Les débats n’ont pas fait l’économie des défis internes posés au MST. Pour Jaime Amorim, dirigeant de l’Etat de Pernambouc (Nord-Est), l’heure est venue de reprendre le chemin des occupations massives de latifundia à travers le pays, seule issue pour arracher la réforme agraire face à un gouvernement qui l’a reléguée au placard. Une option partagée par Gilmar Mauro, dirigeant national de l’organisation. Pour Mauro, l’organisation doit, pour retrouver son punch, stimuler l’horizontalité et la participation la plus large de sa base, stimuler la participation des femmes et passer le témoin à une nouvelle génération de dirigeants. Comme le soulignait le dirigeant: « C’est la classe travailleuse qui va réaliser la réforme agraire, et pas une poignée de dirigeants qui le feront à leur place », rappelait le dirigeant. Avant de conclure: « Plus que tout, nous devons lutter. Car c’est dans la lutte que le travailleur devient protagoniste de son histoire, qu’il se forme et qu’il transforme la société. »

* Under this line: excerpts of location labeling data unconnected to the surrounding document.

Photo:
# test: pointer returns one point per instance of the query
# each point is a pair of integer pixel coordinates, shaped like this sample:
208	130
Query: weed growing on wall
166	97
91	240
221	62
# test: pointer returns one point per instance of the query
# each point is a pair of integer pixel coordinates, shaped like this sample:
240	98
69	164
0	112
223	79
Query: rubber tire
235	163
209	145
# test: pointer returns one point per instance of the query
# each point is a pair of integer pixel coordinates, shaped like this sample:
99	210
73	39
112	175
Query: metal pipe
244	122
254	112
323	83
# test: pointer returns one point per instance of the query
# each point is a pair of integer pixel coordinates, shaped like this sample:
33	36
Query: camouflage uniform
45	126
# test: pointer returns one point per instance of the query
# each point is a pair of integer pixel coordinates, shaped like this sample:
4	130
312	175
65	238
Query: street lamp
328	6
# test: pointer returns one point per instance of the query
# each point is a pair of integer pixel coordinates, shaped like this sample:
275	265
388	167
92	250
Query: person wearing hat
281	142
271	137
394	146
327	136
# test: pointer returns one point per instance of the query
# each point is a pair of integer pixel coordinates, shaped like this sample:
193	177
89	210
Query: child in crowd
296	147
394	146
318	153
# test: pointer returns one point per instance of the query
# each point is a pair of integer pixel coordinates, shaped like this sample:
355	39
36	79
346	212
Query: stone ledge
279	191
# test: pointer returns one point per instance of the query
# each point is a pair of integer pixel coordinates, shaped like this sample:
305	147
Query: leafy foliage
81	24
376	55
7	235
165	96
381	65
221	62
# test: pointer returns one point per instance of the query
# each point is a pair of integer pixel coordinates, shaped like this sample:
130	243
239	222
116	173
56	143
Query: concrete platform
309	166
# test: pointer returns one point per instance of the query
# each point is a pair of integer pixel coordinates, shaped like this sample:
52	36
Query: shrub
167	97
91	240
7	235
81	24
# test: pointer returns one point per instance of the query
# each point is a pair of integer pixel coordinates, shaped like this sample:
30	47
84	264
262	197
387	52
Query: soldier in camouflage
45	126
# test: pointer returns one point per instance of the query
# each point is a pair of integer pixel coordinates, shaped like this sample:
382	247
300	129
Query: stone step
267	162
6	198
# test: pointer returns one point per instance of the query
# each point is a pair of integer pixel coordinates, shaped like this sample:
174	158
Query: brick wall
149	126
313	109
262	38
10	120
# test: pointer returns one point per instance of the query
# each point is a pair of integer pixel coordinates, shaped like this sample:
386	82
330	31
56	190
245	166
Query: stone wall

Un élément important: ont été invités lors du débat de mercredi sur la lutte des classes au Brésil, aux côtés de représentants des traditionnelles  centrales syndicales CUT et Força Sindical, une représentante du Mouvement Passe Livre, à l’origine des grandes manifestations de juin 2013, et de la combative centrale Intersindical, issue d’une rupture avec la CUT (liée au PT). Quand le nouveau rejoint l’ancien…

Mobilisation déterminée

Après la parole, les actes. Le jeudi 13 février, les 15 000 militant-e-s réalisaient une gigantesque marche à travers Brasilia. Arrivés devant le Palais gouvernemental, le MST montrait sa détermination: confronté à la violence policière qui voulait l’empêchait de dérouler ses banderoles devant l’entrée du bâtiment, les manifestant-e-s ne reculaient pas, malgré les tirs au Taser, les gaz lacrymogènes et les balles en caoutchouc. Ils montaient, devant le Palais présidentiel, leurs baraquements en bois, symbolisant les près de 200 000 familles attendant une terre sous des bâches à travers le pays. En même temps, ils réalisaient une action poussant le Suprême Tribunal Fédéral – ultra-conservateur, qui bloque systématiquement tous les procès de désappropriation de terres – à interrompre sa session en cours. La pression allait payer: le lendemain, la présidente Dilma Rousseff (PT) recevait, pour la première fois en trois années de présidence, une délégation du MST. À l’issue de la réunion, elle s’engageait à octroyer une terre à 30 000 familles en 2014 et à remettre la réforme agraire à l’ordre du jour.

Reste à voir si ces promesses se concrétiseront. N’oublions pas que, mardi 11 février, durant le Congrès du MST, la présidente visitait une plantation de soja et célébrait la « victoire de l’agrobusiness » brésilien, qui a connu en 2013 une production record. Le facteur déterminant sera, sans doute, la capacité du MST à radicaliser sa lutte. Les premiers tests viendront rapidement, lors des Journées d’action du 8 mars, puis des mobilisations de l’ »avril rouge. » Un signal important a été donné à Brasilia.